Remember that Song of Songs is a story, and you can see it unfolding in front of you. “How beautiful you are, my darling! Oh, how beautiful! Your eyes behind your veil are doves.” (4:1). Now he’s said that before – do you remember (1:15)? But now he goes further. Now he’s married, he enjoys more of her than he enjoyed before. So he doesn’t just describe her eyes, he describes her hair. As you go through the verses, you can see Solomon in your mind’s eye, studying her face, being intimate in a way he’s not been before. “Your teeth are like a flock of sheep just shorn, coming up from the washing. Each has its twin; not one of them is alone.” Try saying, “Hey girl, you’ve got all your teeth left – great!”
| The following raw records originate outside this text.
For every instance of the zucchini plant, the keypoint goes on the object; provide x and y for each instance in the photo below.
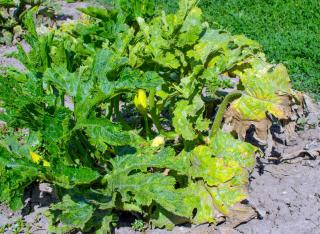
(122, 112)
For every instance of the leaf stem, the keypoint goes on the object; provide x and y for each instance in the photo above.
(223, 106)
(153, 111)
(146, 125)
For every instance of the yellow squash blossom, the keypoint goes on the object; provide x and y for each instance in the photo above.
(140, 101)
(36, 158)
(158, 141)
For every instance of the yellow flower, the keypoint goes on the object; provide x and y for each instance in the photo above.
(36, 158)
(158, 141)
(140, 101)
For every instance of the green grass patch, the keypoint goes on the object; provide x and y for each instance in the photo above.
(289, 32)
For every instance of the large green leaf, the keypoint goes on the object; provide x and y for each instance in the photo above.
(69, 214)
(263, 92)
(225, 146)
(71, 176)
(102, 132)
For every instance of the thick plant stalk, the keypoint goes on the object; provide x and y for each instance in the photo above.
(223, 106)
(146, 125)
(153, 111)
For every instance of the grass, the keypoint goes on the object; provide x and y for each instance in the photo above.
(288, 30)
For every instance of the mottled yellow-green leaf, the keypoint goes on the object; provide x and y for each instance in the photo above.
(225, 146)
(262, 93)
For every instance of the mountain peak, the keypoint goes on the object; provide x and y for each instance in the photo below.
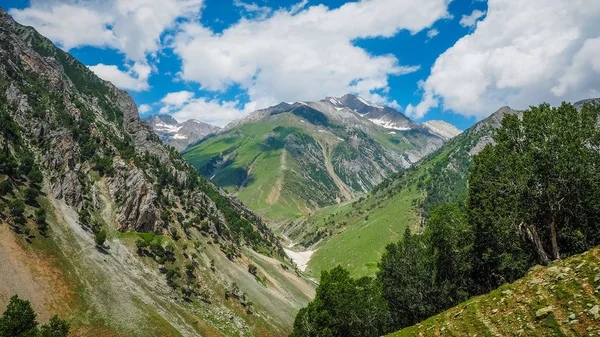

“Your lips are like a scarlet ribbon; your mouth is lovely.” Do you see his eyes moving around? “Your temples behind your veil are like the halves of a pomegranate.” He’s on his way down from her face now: “Your neck is like the tower of David”. She doesn’t look like a giraffe, but she is elegant. “Your two breasts are like two fawns,” he’s moving to parts of the body that he wouldn’t look at before. And that’s as far as he gets. The excitement of that is too much for him, I think – he doesn’t go any further.